EventSTU: Event-Guided Efficient Spatio-Temporal Understanding for Video Large Language Models
Wenhao Xu, Xin Dong, Yue Li, Haoyuan Shi, Zhiwei Xiong
TL;DR
This work tackles the high computational cost of Video-LLMs caused by long token sequences in extended videos. It introduces EventSTU, a training-free, event-guided framework that jointly reduces temporal redundancy via Coarse-to-Fine Sampling (C2FS) and compresses spatial tokens via Zero-cost Adaptive Pruning (ZAP), leveraging event density and attention-based saliency, and extends to simulated events for general video understanding. A new EventBench dataset with real event streams and human annotations enables robust evaluation of event-assisted reasoning.
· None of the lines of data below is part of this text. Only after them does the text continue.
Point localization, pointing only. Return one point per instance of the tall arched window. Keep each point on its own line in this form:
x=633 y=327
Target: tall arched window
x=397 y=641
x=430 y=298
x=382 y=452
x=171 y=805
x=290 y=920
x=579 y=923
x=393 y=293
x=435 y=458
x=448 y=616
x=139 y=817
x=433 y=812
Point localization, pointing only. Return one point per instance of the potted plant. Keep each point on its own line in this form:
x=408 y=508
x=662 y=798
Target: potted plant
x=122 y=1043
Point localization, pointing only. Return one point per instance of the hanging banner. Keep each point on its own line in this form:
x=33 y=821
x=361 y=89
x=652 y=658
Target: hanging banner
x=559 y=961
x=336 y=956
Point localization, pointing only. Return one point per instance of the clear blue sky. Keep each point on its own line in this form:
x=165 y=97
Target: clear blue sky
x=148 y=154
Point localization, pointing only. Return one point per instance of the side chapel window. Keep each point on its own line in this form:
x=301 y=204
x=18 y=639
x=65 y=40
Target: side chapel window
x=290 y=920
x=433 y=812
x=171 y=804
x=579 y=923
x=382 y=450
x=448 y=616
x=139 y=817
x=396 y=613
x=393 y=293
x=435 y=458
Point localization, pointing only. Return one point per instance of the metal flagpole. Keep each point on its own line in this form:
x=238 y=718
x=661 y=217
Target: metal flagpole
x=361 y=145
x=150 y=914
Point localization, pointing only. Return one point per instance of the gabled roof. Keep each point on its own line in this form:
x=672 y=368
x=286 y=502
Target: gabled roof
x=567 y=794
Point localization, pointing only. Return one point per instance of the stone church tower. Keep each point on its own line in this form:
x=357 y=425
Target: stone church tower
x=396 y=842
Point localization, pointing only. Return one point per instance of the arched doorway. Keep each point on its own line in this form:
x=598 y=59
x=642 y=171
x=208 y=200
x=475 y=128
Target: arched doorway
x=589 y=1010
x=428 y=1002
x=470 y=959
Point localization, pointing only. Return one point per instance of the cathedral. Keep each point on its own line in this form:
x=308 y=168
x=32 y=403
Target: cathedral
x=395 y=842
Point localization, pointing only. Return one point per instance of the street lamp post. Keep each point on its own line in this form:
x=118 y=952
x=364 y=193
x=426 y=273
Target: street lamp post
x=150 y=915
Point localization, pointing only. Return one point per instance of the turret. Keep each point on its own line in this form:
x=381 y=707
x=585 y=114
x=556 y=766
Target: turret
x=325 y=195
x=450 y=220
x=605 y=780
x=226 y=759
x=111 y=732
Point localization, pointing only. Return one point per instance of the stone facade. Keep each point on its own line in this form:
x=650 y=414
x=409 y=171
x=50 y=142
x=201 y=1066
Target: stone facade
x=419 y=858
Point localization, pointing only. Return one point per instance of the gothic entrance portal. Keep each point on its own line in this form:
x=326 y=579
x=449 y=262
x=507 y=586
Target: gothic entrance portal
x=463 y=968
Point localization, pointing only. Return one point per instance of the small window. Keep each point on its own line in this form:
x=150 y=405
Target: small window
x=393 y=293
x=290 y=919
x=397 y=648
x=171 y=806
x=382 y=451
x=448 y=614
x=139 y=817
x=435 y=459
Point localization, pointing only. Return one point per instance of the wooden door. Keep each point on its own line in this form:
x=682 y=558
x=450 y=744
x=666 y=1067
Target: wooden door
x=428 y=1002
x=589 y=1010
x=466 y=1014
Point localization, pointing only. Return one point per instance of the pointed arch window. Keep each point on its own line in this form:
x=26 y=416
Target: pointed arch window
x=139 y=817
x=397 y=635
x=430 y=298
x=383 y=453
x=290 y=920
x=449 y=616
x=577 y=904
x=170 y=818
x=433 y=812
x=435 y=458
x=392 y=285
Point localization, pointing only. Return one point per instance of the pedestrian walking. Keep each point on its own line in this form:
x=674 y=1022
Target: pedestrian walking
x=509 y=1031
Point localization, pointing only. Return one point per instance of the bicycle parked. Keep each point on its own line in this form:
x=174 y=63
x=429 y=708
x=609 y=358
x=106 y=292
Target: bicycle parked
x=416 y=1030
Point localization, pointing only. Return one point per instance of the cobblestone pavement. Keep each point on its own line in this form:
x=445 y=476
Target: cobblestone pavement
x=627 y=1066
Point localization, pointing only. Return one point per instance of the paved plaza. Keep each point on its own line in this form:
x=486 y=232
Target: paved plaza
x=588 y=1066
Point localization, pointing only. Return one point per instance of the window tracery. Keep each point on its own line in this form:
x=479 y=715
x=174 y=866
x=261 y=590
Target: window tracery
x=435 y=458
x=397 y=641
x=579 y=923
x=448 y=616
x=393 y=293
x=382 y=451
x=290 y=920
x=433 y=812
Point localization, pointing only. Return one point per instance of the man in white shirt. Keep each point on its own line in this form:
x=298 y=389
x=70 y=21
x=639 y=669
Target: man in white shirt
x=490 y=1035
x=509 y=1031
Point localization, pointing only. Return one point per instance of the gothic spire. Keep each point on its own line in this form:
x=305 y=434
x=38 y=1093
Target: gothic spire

Empirical results show substantial efficiency gains (e.g., $3.01\times$ FLOPs reduction and $3.10\times$ prefilling speedup) while improving accuracy, demonstrating practical potential for real- and simulated-event video understanding without model training.
Abstract
Video large language models have demonstrated strong video understanding capabilities but suffer from high inference costs due to the massive number of tokens in long videos. Inspired by event-based vision, we propose an event-guided, training-free framework for efficient spatio-temporal understanding, named EventSTU. In the temporal domain, we design a coarse-to-fine keyframe sampling algorithm that exploits the change-triggered property of event cameras to eliminate redundant frames. In the spatial domain, we design an adaptive token pruning algorithm that leverages the visual saliency of events as a zero-cost prior to guide spatial reduction. From a holistic spatio-temporal perspective, we further integrate question relevance from keyframe sampling to adaptively allocate token pruning budgets. To facilitate evaluation, we construct EventBench, the first event-inclusive, human-annotated multimodal benchmark that covers diverse real-world scenarios. Beyond physical event cameras, EventSTU also supports general video understanding using simulated events. Comprehensive experiments show that EventSTU achieves 3.01x FLOPs reduction and 3.10x prefilling speedup over the strongest baseline while still improving performance.